Started as a waiter now she’s here
‘Don’t settle for less’ is an admirable mantra which seems to pulse through Paige’s veins. Studying a business degree, she started as a waitress at Piano Room but couldn’t move past the drawing attraction of the bar.
“I was waitressing and it sounds cliche but I was like ‘I want to bartend, I want to be on that side with the boys’. And when Piano Room wouldn’t let me bartend I went to Trademark.”
Over the course of five years she steadily moved through establishments; Ocean Room, Ivy, Dive Bar, Lo-fi, The Unicorn, picking up experience and skills till she found her home at Lobo. “I owe so much to the fact that Jared (owner of Lobo) is such a forward thinker and invests in people really well. I was the youngest in the team and I was still the first person he came to when looking for a new manager. I appreciate him seeing something in me that maybe I bring something to the table that the boys don’t.”
She also wants to have her own business by the time she’s 30.
Keeps it real
Some of us suffer greatly at the hands of over appraising parents and as a result win a prize of infinite self doubt and fear of mediocrity. While Paige, born in Avalon and now living in Newtown, tells me her mother always just supported her to be “the best person she could be” even if that meant being a “career checkout chick”.
While most women would have visions of being pioneers and captains of their industry, the majority spend their time trying to be Kim Kardashian or Taylor Swift. Then the rest of us just spend time playing personality Russian Roulette with life waiting for one of the Sex and the City characters to go off.
Paige is the kind of girl that could where a backwards cap or a do-rag with a full face of make up without looking like she just stepped off the set of Save The Last Dance 2. She doesn’t hide behind her tastes, she owns them.
It’s not an anti-men thing
While she’s all about encouraging and aiding women in furthering their careers in the bar industry, by no means is she anti-men.
“I love men and there are so many guys in this industry that are so pro-fem. But this is such an incredibly male dominated industry. I have nothing against the men, and I’ve never felt like I’ve had anything held against me. I just think we need to encourage women to get involved in this industry because both genders bring such individual, amazing qualities to it.”
A woman to the people
I really strongly believe people go to bars for the people, lucky for everyone Paige loves people. This is the core of her job.

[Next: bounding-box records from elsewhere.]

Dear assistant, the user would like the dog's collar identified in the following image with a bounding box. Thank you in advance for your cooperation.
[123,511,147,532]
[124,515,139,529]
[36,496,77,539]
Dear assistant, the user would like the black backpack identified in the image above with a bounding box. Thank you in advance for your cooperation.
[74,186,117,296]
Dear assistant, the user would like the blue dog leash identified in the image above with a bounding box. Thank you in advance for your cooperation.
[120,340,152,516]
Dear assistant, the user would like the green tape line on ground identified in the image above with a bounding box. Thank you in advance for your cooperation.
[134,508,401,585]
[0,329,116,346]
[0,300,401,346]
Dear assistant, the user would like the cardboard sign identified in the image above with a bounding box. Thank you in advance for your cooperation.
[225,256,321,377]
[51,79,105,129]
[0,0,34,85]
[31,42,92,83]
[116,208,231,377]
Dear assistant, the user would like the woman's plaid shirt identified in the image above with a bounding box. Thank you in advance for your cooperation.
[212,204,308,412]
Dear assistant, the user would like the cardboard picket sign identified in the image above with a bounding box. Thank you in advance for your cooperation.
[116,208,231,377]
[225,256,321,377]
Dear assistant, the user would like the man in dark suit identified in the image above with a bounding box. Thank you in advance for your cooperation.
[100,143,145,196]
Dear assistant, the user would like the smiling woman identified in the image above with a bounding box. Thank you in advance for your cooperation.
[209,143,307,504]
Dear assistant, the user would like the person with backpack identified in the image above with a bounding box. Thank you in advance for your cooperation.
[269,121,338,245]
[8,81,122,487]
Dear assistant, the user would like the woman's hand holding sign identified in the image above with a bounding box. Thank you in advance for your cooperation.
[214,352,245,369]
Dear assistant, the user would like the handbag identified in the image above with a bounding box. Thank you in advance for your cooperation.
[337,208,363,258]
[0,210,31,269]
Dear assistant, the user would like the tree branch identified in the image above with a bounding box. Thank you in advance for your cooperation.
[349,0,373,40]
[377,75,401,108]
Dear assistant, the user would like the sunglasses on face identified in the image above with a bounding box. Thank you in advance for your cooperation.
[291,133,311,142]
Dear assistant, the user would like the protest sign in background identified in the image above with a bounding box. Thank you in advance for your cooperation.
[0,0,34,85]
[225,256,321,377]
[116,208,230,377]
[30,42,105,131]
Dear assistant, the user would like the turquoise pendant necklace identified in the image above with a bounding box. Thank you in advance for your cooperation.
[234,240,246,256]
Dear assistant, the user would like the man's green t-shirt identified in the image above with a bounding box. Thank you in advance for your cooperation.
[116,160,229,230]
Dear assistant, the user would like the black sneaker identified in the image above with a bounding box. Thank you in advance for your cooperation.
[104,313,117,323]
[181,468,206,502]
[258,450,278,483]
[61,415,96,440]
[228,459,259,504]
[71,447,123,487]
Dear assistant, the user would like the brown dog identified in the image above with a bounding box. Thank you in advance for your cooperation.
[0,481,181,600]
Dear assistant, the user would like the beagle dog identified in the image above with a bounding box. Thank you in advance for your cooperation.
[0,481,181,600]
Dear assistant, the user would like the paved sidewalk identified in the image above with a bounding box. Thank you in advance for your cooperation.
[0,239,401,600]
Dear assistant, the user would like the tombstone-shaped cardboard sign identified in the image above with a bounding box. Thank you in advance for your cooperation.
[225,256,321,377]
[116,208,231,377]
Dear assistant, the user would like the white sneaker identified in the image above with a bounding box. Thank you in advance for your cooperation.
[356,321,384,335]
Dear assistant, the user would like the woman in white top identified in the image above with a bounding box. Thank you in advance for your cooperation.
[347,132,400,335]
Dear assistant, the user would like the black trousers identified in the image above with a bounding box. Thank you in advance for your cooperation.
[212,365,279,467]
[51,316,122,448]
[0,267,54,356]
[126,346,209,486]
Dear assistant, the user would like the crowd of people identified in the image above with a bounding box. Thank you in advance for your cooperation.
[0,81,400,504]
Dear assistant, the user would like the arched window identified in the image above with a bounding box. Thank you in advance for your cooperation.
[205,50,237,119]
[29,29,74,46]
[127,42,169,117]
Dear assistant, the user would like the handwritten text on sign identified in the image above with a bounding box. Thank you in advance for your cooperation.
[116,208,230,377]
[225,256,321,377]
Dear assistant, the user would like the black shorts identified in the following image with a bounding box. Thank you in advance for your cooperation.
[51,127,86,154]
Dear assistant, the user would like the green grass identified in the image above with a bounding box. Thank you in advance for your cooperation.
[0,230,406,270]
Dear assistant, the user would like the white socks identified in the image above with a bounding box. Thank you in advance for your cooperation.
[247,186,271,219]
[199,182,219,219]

“The best thing is all the people I get to meet and the team I work with, working with these boys day in and day out helps me grow, learn, understand my own strengths.

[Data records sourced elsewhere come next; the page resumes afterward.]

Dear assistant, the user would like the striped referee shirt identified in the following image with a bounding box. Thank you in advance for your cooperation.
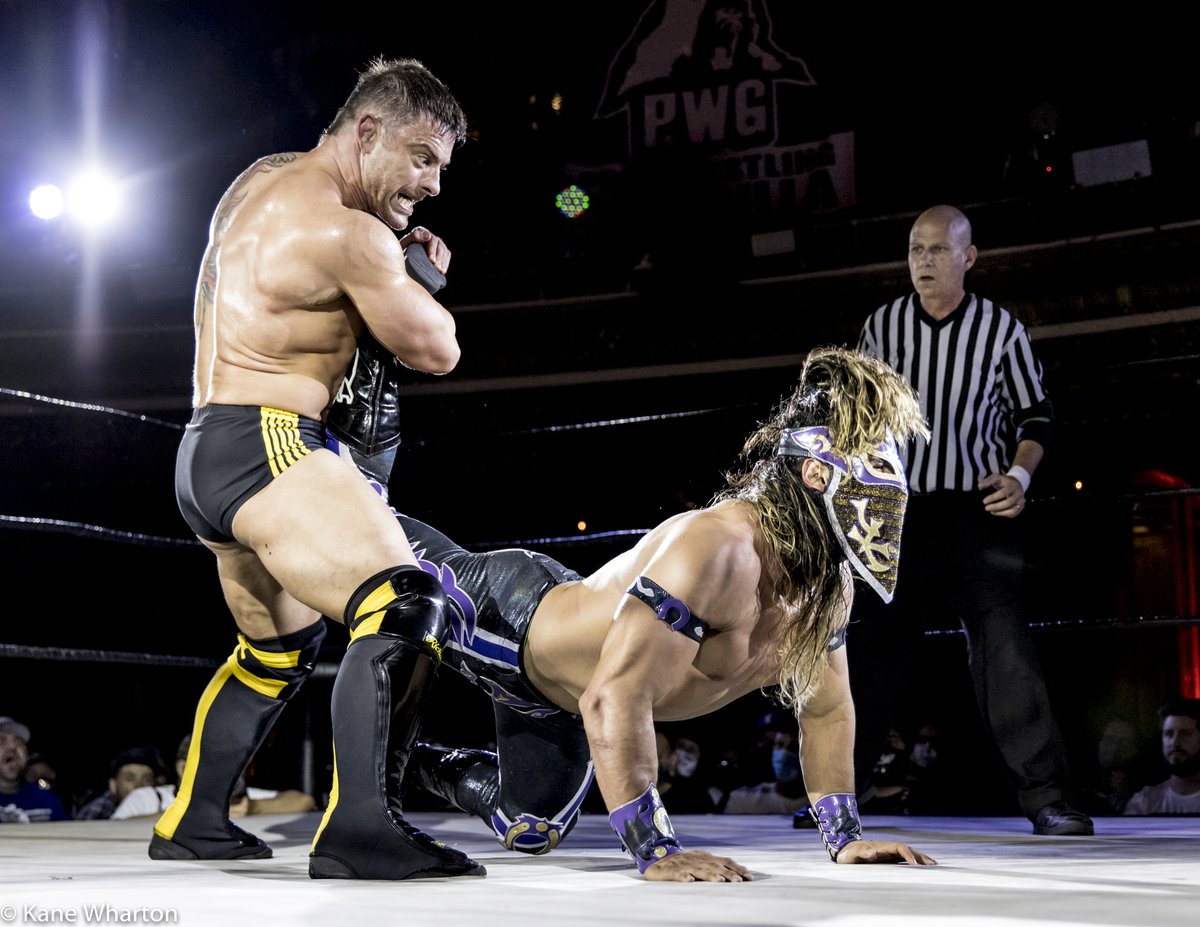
[858,293,1054,492]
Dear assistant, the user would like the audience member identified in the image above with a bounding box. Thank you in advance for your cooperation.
[725,730,809,814]
[0,717,70,824]
[858,728,911,814]
[659,737,716,814]
[76,744,174,821]
[1084,718,1145,814]
[1123,698,1200,814]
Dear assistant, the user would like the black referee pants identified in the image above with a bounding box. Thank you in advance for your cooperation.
[847,492,1072,820]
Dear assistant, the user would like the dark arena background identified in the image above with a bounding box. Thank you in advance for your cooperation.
[0,0,1200,923]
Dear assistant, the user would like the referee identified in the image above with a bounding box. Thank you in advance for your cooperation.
[847,205,1093,836]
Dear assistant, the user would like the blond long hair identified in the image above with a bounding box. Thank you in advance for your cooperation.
[714,347,929,710]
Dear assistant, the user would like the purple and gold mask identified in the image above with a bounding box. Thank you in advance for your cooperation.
[776,425,908,602]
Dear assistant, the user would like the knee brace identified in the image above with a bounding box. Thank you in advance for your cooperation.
[226,621,325,701]
[346,566,450,663]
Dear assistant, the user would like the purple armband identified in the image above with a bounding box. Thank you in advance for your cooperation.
[812,793,863,862]
[608,783,683,872]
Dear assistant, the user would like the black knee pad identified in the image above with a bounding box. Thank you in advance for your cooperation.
[346,566,450,662]
[229,620,325,701]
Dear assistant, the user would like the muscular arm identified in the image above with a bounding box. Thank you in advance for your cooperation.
[580,531,757,881]
[329,210,460,373]
[797,596,935,866]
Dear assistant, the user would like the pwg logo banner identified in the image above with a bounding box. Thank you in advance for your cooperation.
[595,0,854,216]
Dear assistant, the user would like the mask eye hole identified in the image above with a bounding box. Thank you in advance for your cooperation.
[866,454,899,477]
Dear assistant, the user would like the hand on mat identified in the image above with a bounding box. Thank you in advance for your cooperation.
[643,850,751,881]
[838,841,937,866]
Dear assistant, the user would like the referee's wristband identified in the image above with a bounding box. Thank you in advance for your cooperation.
[1004,465,1030,492]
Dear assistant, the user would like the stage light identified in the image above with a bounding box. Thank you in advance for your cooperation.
[29,184,62,221]
[67,168,121,228]
[554,184,592,219]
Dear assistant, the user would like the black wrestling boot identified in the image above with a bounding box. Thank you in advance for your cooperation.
[408,743,500,827]
[149,622,325,860]
[308,634,486,880]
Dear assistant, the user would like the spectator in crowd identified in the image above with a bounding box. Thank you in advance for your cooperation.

I’ve never met a more concentrated group of people that are so smart. And there’s something to be said about people that allow themselves to get rid of the rigidness of the 9-5 and just allow themselves to be eccentric. You can’t beat that.”
There is a broad spectrum to womanhood and to box others in would serve to worsen the cause. Despite that, I genuinely believe bars, people, society would benefit from more Paiges, more multi-dimensional girls that operate on a wide spectrum of opinions and are aware of their emotions. Girls that genuinely enjoy a beer and a burger without talking about how they’ll have to go for a run just to work it off. Girls that curse eloquently, girls that party with an enviable vigour and dress delicately because they personally enjoy it. Girls that are women.